Sous le disque flottant, des polypes spécialisés capturent le plancton et les œufs de poisson. Cependant, l'apparition soudaine de ces bancs massifs a provoqué un vent de panique parmi les baigneurs et les surfeurs, encore marqués par la présence estivale de physalies hautement venimeuses.

Panique face au « sosie » de la galère portugaise

Au cours de la semaine dernière, de nombreux échouages massifs de vélelles ont été signalés sur des plages britanniques populaires, notamment à Appledore dans le Devon, sur les côtes du Pays de Galles et dans la baie de St Bees en Cumbrie. Des phénomènes similaires ont été observés dans plusieurs baies d'Europe occidentale.

La proximité temporelle avec les cas de piqûres graves de galères portugaises en août a immédiatement suscité l'inquiétude. Sur les réseaux sociaux et les forums maritimes, des témoignages ont fait état de baigneurs fuyant l'eau à la vue de ces colonies bleues, craignant le venin paralysant de la physalie.

Les scientifiques et experts marins ont toutefois rapidement tenu à rassurer le public :

« Contrairement à sa redoutable cousine, la Velella velella n'est pas mortelle pour l'homme. Ses filaments pêcheurs sont microscopiques et destinés uniquement à de minuscules proies. Ses toxines sont presque incapables de traverser la peau humaine. »

Néanmoins, les associations de protection de la nature appellent à la prudence : le fait que la vélelle soit inoffensive ne signifie pas qu'il faille la manipuler. Un contact avec les yeux ou une peau irritée après avoir touché l'animal peut provoquer des irritations douloureuses.

Une anomalie estivale liée aux vents

Habituellement, les échouages de vélelles sur les côtes britanniques surviennent principalement durant les mois d'hiver sous l'effet des tempêtes. Leur apparition en grand nombre en plein été suscite donc l'intérêt des biologistes.

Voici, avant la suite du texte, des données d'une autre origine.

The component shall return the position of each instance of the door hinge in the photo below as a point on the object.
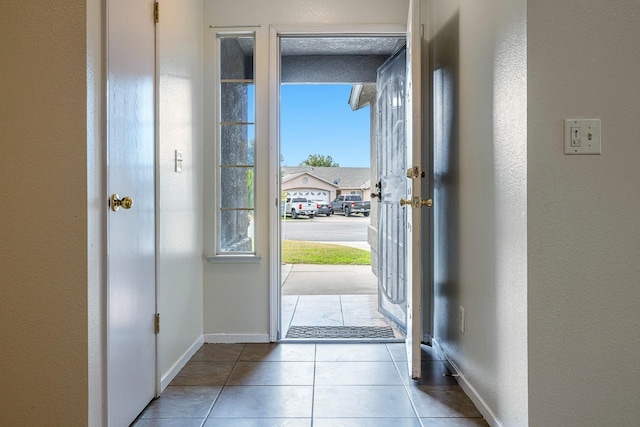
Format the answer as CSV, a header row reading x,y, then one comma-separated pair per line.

Selon les informations du quotidien britannique The Guardian, une combinaison d'eaux côtières relativement calmes et de régimes de vents particuliers a poussé ces colonies marines vers le littoral. De plus, les températures record de l'océan cette année mettent en lumière la résilience de l'espèce, son pigment bleu la protégeant efficacement du rayonnement solaire en surface.

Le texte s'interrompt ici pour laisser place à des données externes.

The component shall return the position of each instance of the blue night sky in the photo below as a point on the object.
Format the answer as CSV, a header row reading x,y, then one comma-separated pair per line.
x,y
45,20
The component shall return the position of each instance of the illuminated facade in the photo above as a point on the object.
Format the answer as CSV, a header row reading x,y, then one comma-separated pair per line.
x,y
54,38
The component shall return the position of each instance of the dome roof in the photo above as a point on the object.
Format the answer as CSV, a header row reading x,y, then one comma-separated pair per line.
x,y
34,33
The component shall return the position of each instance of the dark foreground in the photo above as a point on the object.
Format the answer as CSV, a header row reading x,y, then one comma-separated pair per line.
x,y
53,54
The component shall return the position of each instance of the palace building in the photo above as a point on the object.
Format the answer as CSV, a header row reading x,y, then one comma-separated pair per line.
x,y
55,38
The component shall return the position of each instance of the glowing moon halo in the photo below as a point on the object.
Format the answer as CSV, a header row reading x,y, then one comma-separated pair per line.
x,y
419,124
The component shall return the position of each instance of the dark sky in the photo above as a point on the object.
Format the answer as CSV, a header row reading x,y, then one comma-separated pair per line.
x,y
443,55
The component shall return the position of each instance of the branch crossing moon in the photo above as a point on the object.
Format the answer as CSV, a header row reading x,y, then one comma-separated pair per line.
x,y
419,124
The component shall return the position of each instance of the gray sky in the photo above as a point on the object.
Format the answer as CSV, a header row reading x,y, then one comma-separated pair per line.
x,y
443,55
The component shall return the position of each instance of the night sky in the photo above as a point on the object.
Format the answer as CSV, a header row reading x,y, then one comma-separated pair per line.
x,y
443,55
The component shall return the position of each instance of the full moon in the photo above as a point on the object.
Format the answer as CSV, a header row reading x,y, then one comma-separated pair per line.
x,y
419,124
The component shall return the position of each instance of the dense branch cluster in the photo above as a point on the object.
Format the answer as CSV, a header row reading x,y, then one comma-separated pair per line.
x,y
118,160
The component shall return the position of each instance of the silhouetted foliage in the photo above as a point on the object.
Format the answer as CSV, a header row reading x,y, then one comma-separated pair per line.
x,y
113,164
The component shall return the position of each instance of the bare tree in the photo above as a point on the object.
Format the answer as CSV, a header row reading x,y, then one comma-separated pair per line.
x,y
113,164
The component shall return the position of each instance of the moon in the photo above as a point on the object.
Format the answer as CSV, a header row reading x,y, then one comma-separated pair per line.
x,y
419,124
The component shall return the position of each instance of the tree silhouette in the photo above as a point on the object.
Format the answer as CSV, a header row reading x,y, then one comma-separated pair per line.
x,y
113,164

Toutefois, la dépendance absolue de la vélelle vis-à-vis du vent la rend extrêmement vulnérable. Dès que les brises soufflent vers la terre, les colonies ne peuvent lutter contre le courant et s'échouent en masse, mourant rapidement par déshydratation.

Conseils de vigilance et distinction avec la physalie

Pour éviter toute panique inutile et ne pas confondre la vélelle avec une physalie venimeuse, les autorités sanitaires et environnementales rappellent quelques règles simples :

  • Observer la structure (sans toucher) : la vélelle possède un disque plat et rigide de quelques centimètres surmonté d'une voile transparente oblique. Elle n'a pas de longs filaments traînants, contrairement à la galère portugaise dont le corps ressemble à un ballon gonflé bleu-violet doté de très longs tentacules urticants.

  • Garder son calme : la présence d'un tapis bleu sur le sable ou dans l'eau ne présente pas de danger systémique.

  • Se laver les mains : en cas de contact accidentel, rincez immédiatement à l'eau de mer ou à l'eau savonneuse. Les cellules urticantes sont fragiles mais peuvent irriter les muqueuses.

  • Protéger les animaux de compagnie : les chiens peuvent tenter d'ingérer des vélelles sur la plage, ce qui peut provoquer des troubles digestifs, des vomissements ou de la diarrhée.

  • Éviter de toucher le visage : se frotter les yeux ou le nez après avoir touché une vélelle provoquera une sensation de brûlure locale.

  • Règle d'or : les courants marins pouvant mélanger les espèces, évitez tout contact physique si vous n'êtes pas certain à 100 % de l'identification de l'animal. En cas de légère irritation due à une vélelle, un simple rinçage à l'eau de mer suffit.